1. Constituer le comité d'organisation
Dissous le 30 septembre, le comité de candidature devra avoir accouché dans cinq mois d'un comité d'organisation des Jeux (Cojo). Son architecture a déjà été annoncée en mai, au moment de la visite de la commission d’évaluation du CIO. Des changements de dernière minute ne sont cependant pas à exclure. Quelques tensions entre Étienne Thobois, ancien numéro 1 français de badminton et directeur général de Paris 2024, et la maire de Paris Anne Hidalgo, auraient récemment surgi.

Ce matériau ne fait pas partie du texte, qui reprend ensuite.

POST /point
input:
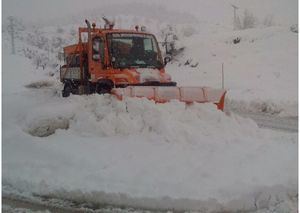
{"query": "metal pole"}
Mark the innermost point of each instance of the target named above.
(11, 30)
(222, 75)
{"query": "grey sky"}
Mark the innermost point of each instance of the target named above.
(42, 10)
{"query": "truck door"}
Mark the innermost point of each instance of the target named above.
(97, 56)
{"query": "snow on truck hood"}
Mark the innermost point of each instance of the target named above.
(148, 74)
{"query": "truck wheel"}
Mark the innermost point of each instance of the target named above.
(103, 87)
(66, 91)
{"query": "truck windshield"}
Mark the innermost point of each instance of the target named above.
(134, 50)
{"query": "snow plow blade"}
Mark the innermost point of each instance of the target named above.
(165, 94)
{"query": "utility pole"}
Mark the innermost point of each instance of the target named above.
(11, 31)
(235, 18)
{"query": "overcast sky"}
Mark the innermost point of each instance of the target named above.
(42, 10)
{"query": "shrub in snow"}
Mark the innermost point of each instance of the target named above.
(60, 30)
(248, 20)
(47, 126)
(268, 21)
(294, 28)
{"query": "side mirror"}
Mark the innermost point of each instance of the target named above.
(167, 59)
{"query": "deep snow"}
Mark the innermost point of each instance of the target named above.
(139, 153)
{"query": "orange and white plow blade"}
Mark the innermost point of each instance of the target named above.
(164, 94)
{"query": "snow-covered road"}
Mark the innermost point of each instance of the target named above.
(263, 120)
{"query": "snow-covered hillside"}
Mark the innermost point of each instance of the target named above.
(95, 149)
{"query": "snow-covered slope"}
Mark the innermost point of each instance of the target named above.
(156, 156)
(137, 153)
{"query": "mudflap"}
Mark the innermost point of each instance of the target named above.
(164, 94)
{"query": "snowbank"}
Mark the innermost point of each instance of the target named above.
(138, 153)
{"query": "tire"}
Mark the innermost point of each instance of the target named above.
(104, 87)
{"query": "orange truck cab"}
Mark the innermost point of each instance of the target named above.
(112, 58)
(125, 63)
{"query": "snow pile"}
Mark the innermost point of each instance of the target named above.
(260, 71)
(138, 153)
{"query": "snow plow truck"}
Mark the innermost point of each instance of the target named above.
(125, 63)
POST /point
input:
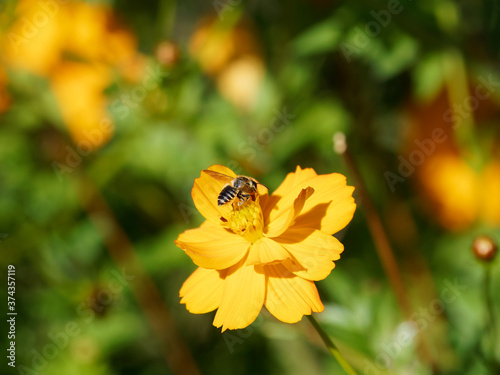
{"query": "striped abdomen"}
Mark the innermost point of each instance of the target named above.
(226, 195)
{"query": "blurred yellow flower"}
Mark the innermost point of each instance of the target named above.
(78, 88)
(78, 46)
(266, 252)
(454, 193)
(233, 57)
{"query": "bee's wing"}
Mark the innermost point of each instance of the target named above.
(225, 179)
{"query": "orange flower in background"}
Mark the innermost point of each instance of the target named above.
(79, 47)
(453, 193)
(266, 252)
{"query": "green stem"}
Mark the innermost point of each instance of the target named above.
(331, 346)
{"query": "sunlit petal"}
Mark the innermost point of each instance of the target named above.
(210, 246)
(267, 251)
(242, 298)
(314, 251)
(290, 297)
(202, 291)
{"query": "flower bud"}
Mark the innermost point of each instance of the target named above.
(484, 248)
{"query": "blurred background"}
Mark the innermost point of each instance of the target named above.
(110, 109)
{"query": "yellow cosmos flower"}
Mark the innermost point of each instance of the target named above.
(267, 251)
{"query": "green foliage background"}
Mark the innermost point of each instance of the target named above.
(146, 172)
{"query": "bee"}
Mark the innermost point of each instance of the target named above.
(238, 189)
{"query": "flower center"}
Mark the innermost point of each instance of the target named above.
(246, 220)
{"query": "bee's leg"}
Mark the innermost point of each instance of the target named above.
(242, 197)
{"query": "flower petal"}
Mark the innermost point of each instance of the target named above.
(206, 189)
(210, 246)
(331, 207)
(284, 218)
(314, 250)
(267, 251)
(242, 298)
(202, 291)
(289, 297)
(293, 180)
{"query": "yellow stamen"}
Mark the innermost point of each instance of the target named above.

"Je souhaite que l'on se projette dans la continuité", a assuré cette semaine Tony Estanguet, le vrai patron de ces Jeux. "Je continue à être impliqué en tant que président du Comité d'organisation et Étienne Thobois en sera le directeur général. On va continuer ensemble l'aventure", a promis le triple champion olympique de canoë, qui devra avoir les épaules solides dans les mois à venir pour échapper aux luttes de pouvoir entre le mouvement sportif, la Ville de Paris, la Région Île-de-France et l'État.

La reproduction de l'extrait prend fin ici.